Ciabatta is one of my many favourite breads. I like the big holes, the chewy light texture of the crumb and the crispy crust. I would bake this bread more often, but my wife is not particularly fond of this bread. I’ve tried several recipes, but this one is about the simplest, and with some small adjustments, it works well for me as it should do for you. It’s adapted from several recipes, the method is simple, and the result is repeatably consistent. Moreover, the biga imparts a nice aroma and flavour to the bread.
500 gm unbleached flour: (372 gm + 128 gm.)
2 tsp sea salt
2 tsp yeast: (11/2 + 1/2 tsp.)
40 ml olive oil
Water: (200 ml + 200 ml.)
Biga: The ingredients are taken from the left (shown in blue):
128 gm flour (1 cup )
1/2 tsp yeast
200 ml water.
The night before, make up the Biga first and set this aside to proof overnight for 12 to 18 hours at room temperature.
After 12 to 18hours, mix the biga with the remaining 372 gm flour,11/2 tsp yeast and 2 tsp salt in a KitchenAid (KA) bowl. Add in the olive oil and then the 200 ml of water – slowly while kneading the mixture in the KA mixer with a dough hook for about 15 minutes; adding the water till the dough, from sticking on the sides of the bowl, starts to come off. Continue mixing till the dough is smooth and silky.
Transfer and proof the dough in an oiled container ( preferably rectangular ) for 1 1/2 to 2 hours, or till it doubles it’s volume. The dough will take the shape of the rectangular container, making it easier to shape the ciabatta. During the last 1/2 hour of proofing, fire up your oven to 230˚C. Add in a small shallow metal tray to place 1/2 cup of boiling water for creating moisture when you start baking.
When the dough has risen to more than half the size, tip the dough gently onto a oiled, floured surface – (see tips below). Sprinkle more flour. Cut and shape gently into two long loaves. Transfer these each to a baking sheet. It’s a very wet and soft dough, so handling it is initially tricky, but quite easy once you’re used to it. Cover and rest the dough for 1 to 2 hours or till almost double it’s size.

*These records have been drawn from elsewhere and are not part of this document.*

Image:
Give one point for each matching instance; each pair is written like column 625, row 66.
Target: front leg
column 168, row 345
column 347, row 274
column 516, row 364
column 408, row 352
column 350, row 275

Then bake for 30 minutes at 230˚C. In the last 5 minutes of the baking time, open the oven door about 1 inch to allow the moisture out and to crisp the crust. Watch you don’t burn the bread!

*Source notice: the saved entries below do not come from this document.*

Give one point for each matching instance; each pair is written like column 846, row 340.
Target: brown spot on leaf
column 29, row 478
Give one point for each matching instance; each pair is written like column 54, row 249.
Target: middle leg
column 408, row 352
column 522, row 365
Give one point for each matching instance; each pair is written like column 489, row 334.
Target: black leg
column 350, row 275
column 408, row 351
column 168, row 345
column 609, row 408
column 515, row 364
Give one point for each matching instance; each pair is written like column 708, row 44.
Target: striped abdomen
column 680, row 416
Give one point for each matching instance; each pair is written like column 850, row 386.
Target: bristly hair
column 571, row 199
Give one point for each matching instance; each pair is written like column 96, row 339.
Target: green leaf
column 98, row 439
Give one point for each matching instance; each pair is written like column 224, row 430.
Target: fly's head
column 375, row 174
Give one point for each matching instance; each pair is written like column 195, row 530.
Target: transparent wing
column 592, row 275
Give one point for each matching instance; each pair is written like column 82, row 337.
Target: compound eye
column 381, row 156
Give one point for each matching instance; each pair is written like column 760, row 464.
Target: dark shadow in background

Floured surface: For this, I use Glad cling wrap film on the working table when I tip the flour from the rectangular box over to the working surface – (see pictures above). Stick the cling wrap on the table by lightly spraying the surface of the table with water, and the film will stick to the table surface. Add a table spoon of olive oil at the center of the cling wrap film and spread this out with your fingers. Tip the dough on to this oily surface; sprinkle some flour, then cut and shape the dough. After transferring the dough to the baking sheet, peel the cling wrap off the table and discard, then just wipe the table clean with a dry towel. No oily mess to clean up!
“Broken things are precious. We eat broken bread because we share in the depth of our Lord and His broken life. Broken flowers give perfume. Broken incense is used in adoration. A broken ship saved Paul and many other passengers on their way to Rome. Sometimes the only way the good Lord can get into some hearts is to break them.”